Sompong I and Sompong II (2018) are striking images of Noi’s first husband, with dichroic film forming a circular, shimmering void over him; Sompong looks out from underneath as a crisp image. The closer you get, the more you see your own face in the reflection; your shadow shifts the colours that engulf Sompong. The voids exist as a floating presence – they cast a shadow over the images. As markers of memories for Noi, it speaks to the distance that memory creates, of the shifting understanding, we have of people as time goes on, of creating a whole different life in the wake of his death.

There’s a sense here too of Nathan, within the Buddhist ideals of his mother and of Lindy Lee, creating something new out of a distanced connection to his cultural heritage. The obvious manipulation of the images by the artist is what anchors his presence in them. I imagine Nathan looking at Sompong I and II, seeing himself in the present in his own reflection, and seeing the past of a man who was murdered 15 years before he was born, in another part of the world. He too is creating a new life in the wake of Sompong’s death.
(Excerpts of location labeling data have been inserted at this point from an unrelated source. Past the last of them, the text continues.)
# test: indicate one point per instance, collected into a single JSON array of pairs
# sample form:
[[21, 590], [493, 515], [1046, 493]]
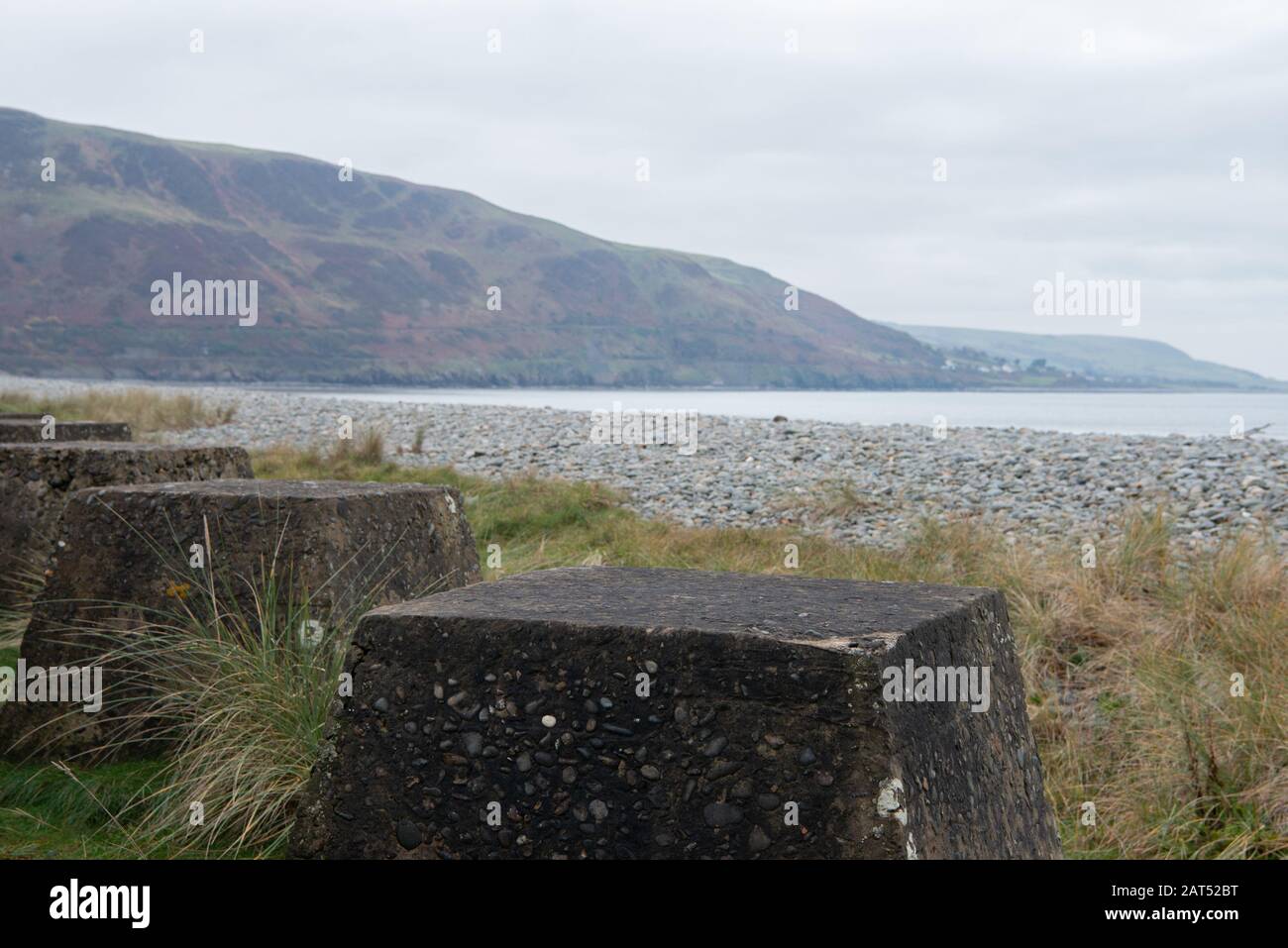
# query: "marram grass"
[[1157, 681]]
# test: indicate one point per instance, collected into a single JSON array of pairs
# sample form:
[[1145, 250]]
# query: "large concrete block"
[[614, 712], [125, 553], [33, 430], [37, 480]]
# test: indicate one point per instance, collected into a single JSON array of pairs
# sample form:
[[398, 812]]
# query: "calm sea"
[[1125, 412]]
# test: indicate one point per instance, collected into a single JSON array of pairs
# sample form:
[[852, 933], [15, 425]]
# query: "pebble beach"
[[854, 483]]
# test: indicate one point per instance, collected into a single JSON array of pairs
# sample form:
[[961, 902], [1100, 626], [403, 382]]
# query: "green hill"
[[377, 281], [1111, 360]]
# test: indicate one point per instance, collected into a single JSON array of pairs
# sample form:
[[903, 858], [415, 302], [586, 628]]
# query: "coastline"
[[857, 483]]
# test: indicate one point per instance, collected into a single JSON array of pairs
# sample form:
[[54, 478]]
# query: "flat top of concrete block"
[[784, 607], [114, 446], [270, 489]]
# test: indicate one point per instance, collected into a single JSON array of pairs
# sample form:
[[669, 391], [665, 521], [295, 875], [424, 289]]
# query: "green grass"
[[1127, 666]]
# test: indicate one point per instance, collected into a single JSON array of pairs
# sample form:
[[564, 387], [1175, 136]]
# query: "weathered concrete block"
[[31, 430], [675, 714], [124, 550], [37, 480]]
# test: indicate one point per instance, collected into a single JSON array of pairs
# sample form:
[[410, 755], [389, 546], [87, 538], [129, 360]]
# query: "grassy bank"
[[1129, 665], [142, 410]]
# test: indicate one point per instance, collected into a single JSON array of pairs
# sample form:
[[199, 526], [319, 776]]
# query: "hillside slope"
[[376, 281], [1115, 360]]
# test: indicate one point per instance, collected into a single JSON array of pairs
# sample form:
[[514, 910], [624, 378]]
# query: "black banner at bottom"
[[338, 899]]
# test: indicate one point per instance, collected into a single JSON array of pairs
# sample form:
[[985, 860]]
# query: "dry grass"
[[142, 410], [1127, 665]]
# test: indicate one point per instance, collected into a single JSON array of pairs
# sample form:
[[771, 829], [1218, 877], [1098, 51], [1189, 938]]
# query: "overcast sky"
[[1104, 155]]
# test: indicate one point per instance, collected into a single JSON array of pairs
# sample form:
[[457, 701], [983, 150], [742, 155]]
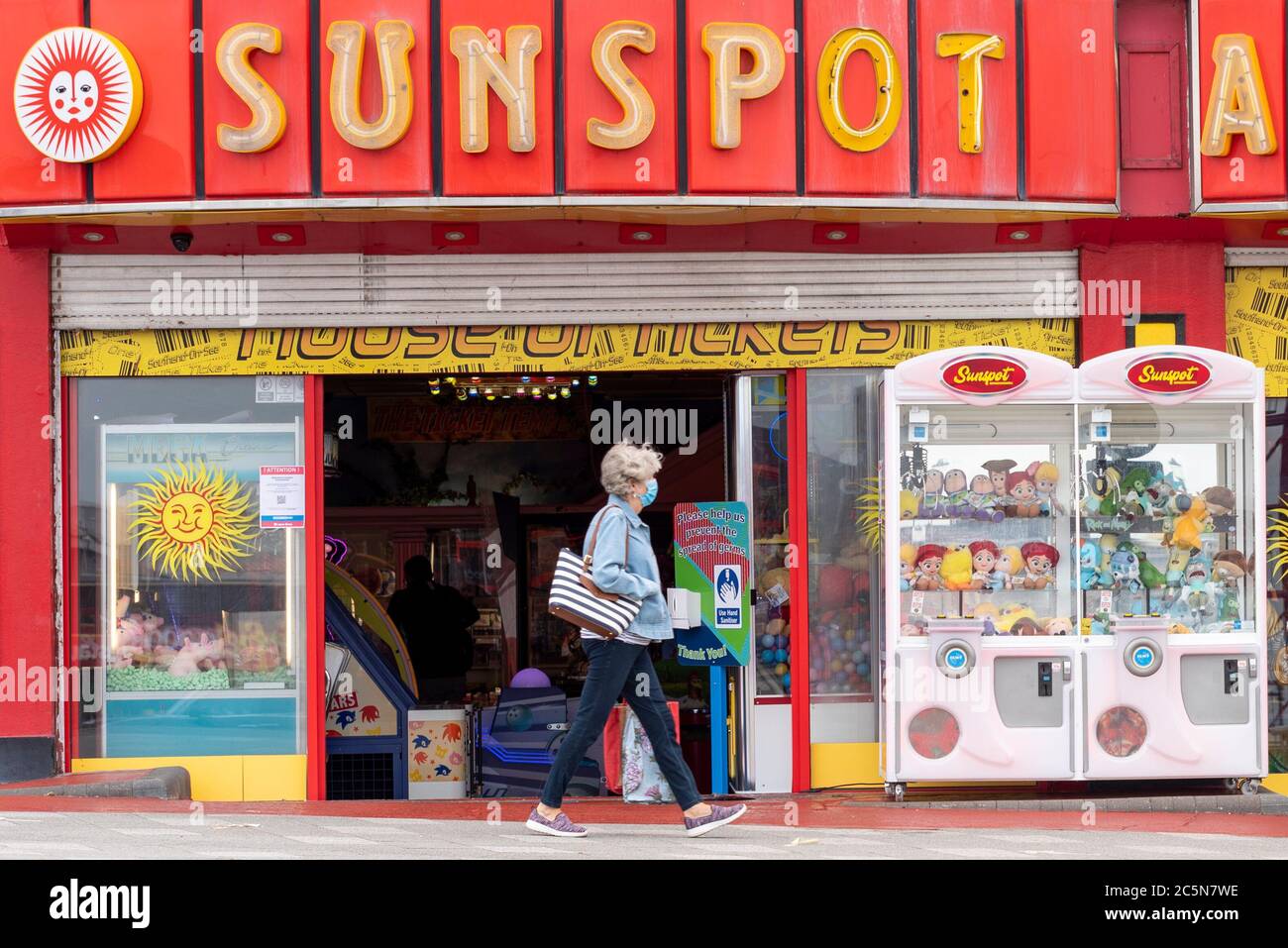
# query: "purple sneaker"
[[559, 826], [719, 817]]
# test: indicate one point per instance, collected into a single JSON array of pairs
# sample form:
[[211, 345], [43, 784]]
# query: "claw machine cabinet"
[[980, 652], [1172, 565]]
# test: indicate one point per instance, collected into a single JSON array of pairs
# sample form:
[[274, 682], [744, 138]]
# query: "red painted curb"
[[786, 811]]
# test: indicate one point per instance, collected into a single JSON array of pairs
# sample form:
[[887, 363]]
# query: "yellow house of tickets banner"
[[477, 350], [1256, 321]]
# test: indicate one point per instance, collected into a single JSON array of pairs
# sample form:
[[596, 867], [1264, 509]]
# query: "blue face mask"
[[649, 492]]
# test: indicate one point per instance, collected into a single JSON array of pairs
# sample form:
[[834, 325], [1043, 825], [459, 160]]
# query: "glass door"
[[763, 758]]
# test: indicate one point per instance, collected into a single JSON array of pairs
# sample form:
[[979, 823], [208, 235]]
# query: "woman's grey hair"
[[625, 464]]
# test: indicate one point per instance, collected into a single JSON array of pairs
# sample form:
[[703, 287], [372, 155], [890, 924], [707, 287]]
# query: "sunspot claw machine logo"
[[77, 94], [1168, 375], [984, 375]]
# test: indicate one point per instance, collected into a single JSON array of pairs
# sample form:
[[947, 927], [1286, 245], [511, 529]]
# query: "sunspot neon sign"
[[77, 94]]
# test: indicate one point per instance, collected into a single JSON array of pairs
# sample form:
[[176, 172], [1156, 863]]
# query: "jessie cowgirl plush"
[[1024, 493], [1039, 561], [984, 556], [930, 558]]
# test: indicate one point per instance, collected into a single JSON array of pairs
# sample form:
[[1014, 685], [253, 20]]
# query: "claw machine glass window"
[[980, 665], [1167, 524], [987, 518]]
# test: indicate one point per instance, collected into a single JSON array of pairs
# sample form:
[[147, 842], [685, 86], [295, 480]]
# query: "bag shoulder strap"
[[593, 537]]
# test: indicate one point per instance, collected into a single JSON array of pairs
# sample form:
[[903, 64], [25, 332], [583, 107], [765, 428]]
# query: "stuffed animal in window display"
[[1108, 545], [1103, 493], [1024, 494], [984, 556], [1046, 476], [1177, 559], [193, 653], [1229, 569], [1196, 604], [1150, 578], [1133, 492], [907, 567], [983, 501], [1089, 565], [997, 472], [957, 493], [1220, 501], [1039, 563], [1010, 561], [926, 566], [1189, 527], [932, 496], [957, 569]]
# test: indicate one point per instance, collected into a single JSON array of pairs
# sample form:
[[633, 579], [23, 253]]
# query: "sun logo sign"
[[193, 523], [77, 94]]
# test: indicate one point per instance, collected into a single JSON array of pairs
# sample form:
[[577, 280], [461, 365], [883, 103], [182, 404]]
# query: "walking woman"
[[622, 666]]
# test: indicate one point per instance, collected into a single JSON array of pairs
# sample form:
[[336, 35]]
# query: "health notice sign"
[[281, 496], [712, 558]]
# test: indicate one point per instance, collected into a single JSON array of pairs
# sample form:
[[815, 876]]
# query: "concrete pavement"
[[209, 833]]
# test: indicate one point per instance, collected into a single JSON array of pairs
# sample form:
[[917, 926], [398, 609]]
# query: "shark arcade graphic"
[[712, 546]]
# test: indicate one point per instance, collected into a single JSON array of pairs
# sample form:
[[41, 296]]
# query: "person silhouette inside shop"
[[436, 621]]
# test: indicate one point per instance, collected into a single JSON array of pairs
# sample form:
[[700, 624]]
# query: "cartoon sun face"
[[193, 522], [187, 518], [77, 94]]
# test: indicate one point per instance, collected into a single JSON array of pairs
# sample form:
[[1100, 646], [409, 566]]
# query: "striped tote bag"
[[575, 596]]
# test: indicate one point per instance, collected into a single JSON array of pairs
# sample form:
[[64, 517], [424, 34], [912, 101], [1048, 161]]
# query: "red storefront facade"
[[743, 134]]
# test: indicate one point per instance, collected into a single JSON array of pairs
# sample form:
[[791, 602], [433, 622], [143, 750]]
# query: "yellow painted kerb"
[[271, 777], [845, 766]]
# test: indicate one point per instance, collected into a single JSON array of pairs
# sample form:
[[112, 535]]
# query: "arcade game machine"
[[378, 745], [979, 640], [1172, 566]]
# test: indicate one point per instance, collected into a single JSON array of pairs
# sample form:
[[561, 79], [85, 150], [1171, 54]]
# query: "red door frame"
[[798, 535], [314, 590], [71, 572]]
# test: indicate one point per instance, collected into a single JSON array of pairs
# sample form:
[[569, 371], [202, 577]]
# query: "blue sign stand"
[[719, 730]]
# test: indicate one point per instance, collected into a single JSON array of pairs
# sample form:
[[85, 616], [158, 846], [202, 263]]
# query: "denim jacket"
[[638, 578]]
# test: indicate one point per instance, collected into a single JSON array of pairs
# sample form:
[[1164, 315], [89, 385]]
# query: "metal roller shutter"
[[110, 292]]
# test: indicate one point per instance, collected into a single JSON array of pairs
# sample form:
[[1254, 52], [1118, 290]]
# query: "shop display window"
[[844, 554], [1167, 527], [987, 518], [1276, 574], [189, 578], [769, 535]]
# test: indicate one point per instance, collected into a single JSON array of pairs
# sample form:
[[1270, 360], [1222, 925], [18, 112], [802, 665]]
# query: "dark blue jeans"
[[617, 669]]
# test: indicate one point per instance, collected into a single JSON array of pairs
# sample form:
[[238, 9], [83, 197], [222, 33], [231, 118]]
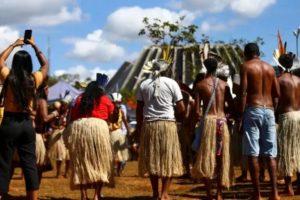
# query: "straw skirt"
[[160, 150], [205, 164], [289, 143], [184, 133], [56, 146], [119, 145], [40, 150], [88, 141]]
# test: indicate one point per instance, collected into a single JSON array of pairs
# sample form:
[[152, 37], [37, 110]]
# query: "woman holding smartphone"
[[16, 129]]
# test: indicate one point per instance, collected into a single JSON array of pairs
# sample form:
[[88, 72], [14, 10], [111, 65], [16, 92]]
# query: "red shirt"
[[101, 111]]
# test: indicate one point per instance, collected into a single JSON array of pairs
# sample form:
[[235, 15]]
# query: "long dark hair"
[[40, 92], [90, 97], [21, 80]]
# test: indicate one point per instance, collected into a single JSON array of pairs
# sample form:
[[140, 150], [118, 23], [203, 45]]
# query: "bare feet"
[[289, 191], [219, 197]]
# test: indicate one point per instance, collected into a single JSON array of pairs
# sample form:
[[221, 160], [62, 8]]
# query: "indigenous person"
[[64, 120], [214, 152], [56, 147], [236, 140], [160, 154], [16, 130], [88, 140], [288, 123], [118, 138], [42, 117], [259, 97], [185, 128]]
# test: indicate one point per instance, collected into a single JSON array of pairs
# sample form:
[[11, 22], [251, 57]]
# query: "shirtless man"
[[259, 97], [213, 156], [288, 119]]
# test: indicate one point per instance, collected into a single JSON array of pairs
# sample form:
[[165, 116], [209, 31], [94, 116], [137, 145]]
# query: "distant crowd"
[[201, 133]]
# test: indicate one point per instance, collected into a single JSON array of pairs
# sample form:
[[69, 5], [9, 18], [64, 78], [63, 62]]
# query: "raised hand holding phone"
[[27, 35]]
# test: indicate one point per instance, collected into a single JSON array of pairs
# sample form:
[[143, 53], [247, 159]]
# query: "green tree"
[[168, 33]]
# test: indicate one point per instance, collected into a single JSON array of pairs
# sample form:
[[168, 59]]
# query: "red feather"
[[280, 45]]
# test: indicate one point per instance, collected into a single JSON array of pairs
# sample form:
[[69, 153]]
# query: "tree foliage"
[[165, 32]]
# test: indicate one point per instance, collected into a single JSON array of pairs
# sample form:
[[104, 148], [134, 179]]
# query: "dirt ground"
[[130, 186]]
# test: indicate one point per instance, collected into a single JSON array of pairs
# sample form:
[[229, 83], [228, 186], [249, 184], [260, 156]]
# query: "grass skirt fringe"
[[160, 150], [289, 143], [88, 141], [119, 145], [205, 165], [40, 151], [56, 146], [184, 133]]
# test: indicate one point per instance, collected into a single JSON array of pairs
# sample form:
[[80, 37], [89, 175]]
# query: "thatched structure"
[[187, 62]]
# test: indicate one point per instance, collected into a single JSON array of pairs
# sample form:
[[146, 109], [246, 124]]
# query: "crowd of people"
[[199, 133]]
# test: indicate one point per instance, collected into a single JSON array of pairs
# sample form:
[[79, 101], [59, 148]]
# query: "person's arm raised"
[[4, 55], [41, 58]]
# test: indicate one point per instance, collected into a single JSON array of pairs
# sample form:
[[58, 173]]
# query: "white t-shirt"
[[162, 106]]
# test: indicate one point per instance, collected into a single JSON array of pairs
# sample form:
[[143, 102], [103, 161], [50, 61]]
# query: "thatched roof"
[[187, 63]]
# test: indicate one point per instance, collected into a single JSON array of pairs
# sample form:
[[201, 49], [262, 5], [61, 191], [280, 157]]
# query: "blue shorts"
[[259, 136]]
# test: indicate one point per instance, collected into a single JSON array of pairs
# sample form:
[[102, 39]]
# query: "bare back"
[[259, 83], [222, 94], [290, 93]]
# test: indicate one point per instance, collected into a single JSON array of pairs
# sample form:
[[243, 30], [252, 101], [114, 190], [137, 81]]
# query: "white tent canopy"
[[60, 89]]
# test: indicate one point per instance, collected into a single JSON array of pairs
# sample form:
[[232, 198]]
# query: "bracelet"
[[39, 52]]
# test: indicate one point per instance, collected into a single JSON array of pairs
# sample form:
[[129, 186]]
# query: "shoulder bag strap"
[[3, 92]]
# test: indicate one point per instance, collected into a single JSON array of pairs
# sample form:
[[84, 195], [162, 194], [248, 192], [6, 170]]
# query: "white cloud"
[[246, 8], [94, 48], [201, 6], [38, 12], [85, 72], [251, 8], [125, 23], [57, 18], [214, 26]]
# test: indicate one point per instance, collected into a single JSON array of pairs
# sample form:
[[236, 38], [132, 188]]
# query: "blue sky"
[[90, 36]]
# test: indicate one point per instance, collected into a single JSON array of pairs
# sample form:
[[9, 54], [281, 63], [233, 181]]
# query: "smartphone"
[[27, 35]]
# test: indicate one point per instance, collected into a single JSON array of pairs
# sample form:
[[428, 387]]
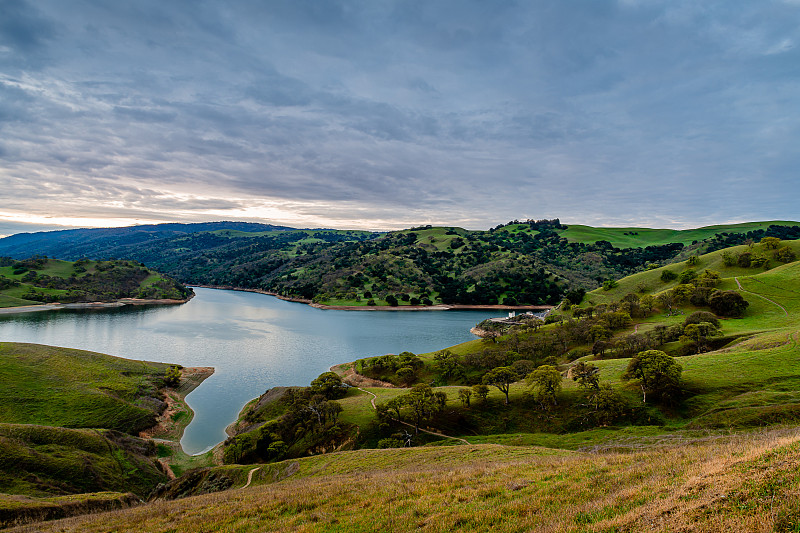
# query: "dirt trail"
[[353, 378], [372, 401], [785, 312], [250, 477]]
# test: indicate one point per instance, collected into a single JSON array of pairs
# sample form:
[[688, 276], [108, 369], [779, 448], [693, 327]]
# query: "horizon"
[[66, 228], [614, 113]]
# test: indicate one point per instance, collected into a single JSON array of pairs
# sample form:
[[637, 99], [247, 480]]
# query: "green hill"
[[722, 454], [73, 388], [69, 426], [519, 263], [39, 280], [633, 237], [736, 483]]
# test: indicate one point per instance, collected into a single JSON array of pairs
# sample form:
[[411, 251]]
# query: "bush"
[[727, 303], [785, 255], [668, 275], [389, 442], [609, 284], [701, 316]]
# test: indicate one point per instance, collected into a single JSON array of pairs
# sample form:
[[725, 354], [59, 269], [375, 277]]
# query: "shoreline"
[[438, 307], [122, 302], [169, 427]]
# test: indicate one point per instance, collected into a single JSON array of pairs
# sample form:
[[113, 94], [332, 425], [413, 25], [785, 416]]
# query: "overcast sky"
[[385, 114]]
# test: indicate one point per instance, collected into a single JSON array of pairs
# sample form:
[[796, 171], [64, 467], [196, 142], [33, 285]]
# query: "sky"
[[380, 114]]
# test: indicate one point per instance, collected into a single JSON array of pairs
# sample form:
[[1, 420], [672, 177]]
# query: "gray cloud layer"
[[386, 113]]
Noi (2018) - a portrait of Nathan’s mother with Swarovski elements that form waterfalls of tears – is indicative of a broader strand of his practice. With references to death masks, haute couture and iPhone covers, Nathan has bedazzled swathes of portraits of his mother, her Thai friends and of his extended family – all in Swarovski crystals. While there’s a sense of searching for some sort of cultural authenticity in this physical engagement with his family’s past, there’s also a playful sense of creating something that is undeniably Nathan –a body of works about family history mediated through humour, intimacy, camp and high fashion.
Every found image in this exhibition has been manipulated by the artist, except for A Dense Intimacy, the eponymous work. The original image, the last existing of Noi and Sompong together, is presented as an object. The series uses the intimacy between Noi and Sompong as a springboard to think critically about the intimate connection between Beard and his mother, his cultural heritage, and his relationship to the work of other Asian-Australian artists. The Buddhist connection between the subject matter of Nathan’s work, and the underpinnings of Lindy Lee’s practice, asks what is left behind through the migrant experience, and what it means to create a new life and sense of identity out of a connection to one’s history and cultural heritage.